Posted by Amanda D. Heitkamp, Public Affairs, Food and Nutrition Service in Food and Nutrition
Aug 04, 2015
A peer counselor with a mother
Peer counselors undergo training to provide mother-to-mother support in group settings and one-to-one counseling.

WIC works.  But don’t just take it from us.  For more than four decades, WIC has helped produce better pregnancy results, such as increased birth weights and fewer premature births for our nation’s most vulnerable.  And it’s these critical outcomes at the start of life that shape a healthier future for millions of the program’s beneficiaries.

Officially known as the Special Supplemental Nutrition Program for Women, Infants and Children, WIC continues to serve as the nation’s most successful, cost-effective and important nutrition intervention program. It provides nutritious foods, nutrition education, breastfeeding support, and referrals to health care and social services for millions of low-income families.  And extensive research confirms its success.  Studies find that participating in WIC leads to healthier babies, more nutritious diets and better health care for children.  Participation has even been linked to higher academic achievement for students!

The key component of WIC’s success is rooted in its nearly 10,000 clinics.  These centers provide supplemental nutritious food, health care referrals, and nutrition education, as well as help promote and support breastfeeding through efforts like Loving Support Makes Breastfeeding Work. WIC promotes breastfeeding as the optimal infant feeding choice.  So to best support breastfeeding among WIC moms, we provide counseling and educational materials, offer healthy food packages, and give out breastfeeding aids, like breast pumps.

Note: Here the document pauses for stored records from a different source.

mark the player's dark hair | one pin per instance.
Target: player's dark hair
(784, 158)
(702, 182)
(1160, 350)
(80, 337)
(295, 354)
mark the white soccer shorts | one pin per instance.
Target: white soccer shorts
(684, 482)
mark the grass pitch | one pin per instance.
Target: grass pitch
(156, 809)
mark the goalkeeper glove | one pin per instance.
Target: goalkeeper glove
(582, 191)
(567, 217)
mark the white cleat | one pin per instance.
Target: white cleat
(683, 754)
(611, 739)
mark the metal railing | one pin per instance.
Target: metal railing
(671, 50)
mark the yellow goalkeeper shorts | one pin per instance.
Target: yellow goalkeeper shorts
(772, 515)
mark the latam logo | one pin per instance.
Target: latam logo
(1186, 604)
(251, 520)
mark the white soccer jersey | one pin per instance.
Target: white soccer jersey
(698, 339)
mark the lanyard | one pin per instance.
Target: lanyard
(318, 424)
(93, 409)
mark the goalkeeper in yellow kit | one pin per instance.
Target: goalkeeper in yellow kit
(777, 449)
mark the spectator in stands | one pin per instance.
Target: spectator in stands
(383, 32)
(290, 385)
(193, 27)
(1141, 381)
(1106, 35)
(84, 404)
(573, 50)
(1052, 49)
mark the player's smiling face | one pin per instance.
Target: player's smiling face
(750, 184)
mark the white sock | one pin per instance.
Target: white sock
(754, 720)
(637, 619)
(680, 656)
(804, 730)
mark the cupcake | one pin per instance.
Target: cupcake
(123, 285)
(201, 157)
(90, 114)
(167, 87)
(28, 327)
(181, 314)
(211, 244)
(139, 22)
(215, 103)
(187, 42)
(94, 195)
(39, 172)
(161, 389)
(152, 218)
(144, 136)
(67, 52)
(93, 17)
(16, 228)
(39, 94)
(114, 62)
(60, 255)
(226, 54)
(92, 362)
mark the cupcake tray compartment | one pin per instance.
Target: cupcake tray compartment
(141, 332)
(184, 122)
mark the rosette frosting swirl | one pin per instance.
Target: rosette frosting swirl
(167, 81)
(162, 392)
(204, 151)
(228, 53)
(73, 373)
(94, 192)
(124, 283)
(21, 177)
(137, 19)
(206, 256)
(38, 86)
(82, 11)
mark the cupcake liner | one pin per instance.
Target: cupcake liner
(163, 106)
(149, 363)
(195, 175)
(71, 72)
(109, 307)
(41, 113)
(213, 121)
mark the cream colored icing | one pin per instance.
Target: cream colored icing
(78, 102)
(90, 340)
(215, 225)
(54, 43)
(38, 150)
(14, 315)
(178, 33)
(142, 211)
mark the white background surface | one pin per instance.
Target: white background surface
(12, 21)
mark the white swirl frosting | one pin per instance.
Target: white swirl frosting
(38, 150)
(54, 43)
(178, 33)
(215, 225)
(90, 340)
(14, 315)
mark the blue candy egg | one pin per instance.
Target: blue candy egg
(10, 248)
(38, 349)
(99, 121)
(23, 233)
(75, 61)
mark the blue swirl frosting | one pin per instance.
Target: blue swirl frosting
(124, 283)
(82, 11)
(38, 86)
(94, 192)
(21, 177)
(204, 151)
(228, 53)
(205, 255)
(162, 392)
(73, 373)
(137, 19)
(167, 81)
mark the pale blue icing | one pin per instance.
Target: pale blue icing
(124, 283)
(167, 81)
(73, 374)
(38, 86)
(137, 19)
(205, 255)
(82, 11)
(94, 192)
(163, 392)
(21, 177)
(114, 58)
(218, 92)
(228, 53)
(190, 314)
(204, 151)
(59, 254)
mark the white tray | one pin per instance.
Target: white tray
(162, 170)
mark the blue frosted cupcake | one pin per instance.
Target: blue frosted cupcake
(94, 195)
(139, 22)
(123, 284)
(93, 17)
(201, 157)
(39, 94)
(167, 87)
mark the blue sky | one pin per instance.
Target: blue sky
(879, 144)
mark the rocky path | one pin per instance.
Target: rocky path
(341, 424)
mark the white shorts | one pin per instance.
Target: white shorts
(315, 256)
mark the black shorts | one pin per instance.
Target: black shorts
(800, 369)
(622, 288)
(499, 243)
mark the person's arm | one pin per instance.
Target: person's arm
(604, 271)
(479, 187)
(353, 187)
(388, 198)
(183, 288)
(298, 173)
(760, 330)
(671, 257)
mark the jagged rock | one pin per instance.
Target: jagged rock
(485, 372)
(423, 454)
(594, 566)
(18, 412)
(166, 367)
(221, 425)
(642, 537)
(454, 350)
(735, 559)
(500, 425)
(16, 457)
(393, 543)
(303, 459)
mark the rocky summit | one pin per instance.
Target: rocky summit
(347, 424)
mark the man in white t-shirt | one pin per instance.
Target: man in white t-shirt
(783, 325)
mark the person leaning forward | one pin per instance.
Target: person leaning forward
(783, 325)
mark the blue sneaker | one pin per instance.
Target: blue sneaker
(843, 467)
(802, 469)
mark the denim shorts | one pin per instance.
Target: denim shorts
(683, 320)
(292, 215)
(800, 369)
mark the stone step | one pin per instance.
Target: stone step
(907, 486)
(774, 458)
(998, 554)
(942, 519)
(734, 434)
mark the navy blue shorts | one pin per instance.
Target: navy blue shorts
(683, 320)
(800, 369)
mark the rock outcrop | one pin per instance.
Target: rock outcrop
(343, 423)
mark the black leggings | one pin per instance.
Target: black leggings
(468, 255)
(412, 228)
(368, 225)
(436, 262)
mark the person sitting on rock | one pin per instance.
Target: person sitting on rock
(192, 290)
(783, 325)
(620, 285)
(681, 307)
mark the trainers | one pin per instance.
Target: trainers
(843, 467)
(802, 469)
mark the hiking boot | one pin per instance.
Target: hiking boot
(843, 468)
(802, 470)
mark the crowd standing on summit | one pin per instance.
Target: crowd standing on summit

WIC also has peer counselors, mothers themselves, who share their personal experiences with breastfeeding to WIC moms.  They are trained to provide counseling and assistance to those with similar backgrounds such as language, race/ethnicity, and socioeconomic status.  Peer counselors undergo training to provide mother-to-mother support in group settings and one-to-one counseling through telephone calls or visits in the home, clinic, or hospital.  Peer counselors are also very familiar with the resources available to WIC clients.  They understand questions a new breastfeeding mother is likely to ask and recognize when to refer mothers to other resources during critical periods.

The results speak for themselves. WIC reduces the risk of infant mortality by connecting expectant mothers to prenatal health care, promoting healthy eating through nutrition assessments and counseling, and providing healthy foods tailored to their specific needs.

WIC serves as a gateway to health care by connecting families to resources such as prenatal, obstetric, maternal, and pediatric care; dental care; and counseling for smoking cessation or drug and alcohol abuse. New research even shows that children whose mothers participated in WIC while pregnant scored higher on assessments of mental development at age two than similar children whose mothers didn’t participate.

The benefits of WIC participation lasts well into the school years. Babies born to WIC moms are generally healthier, contributing to improved overall health for the nation.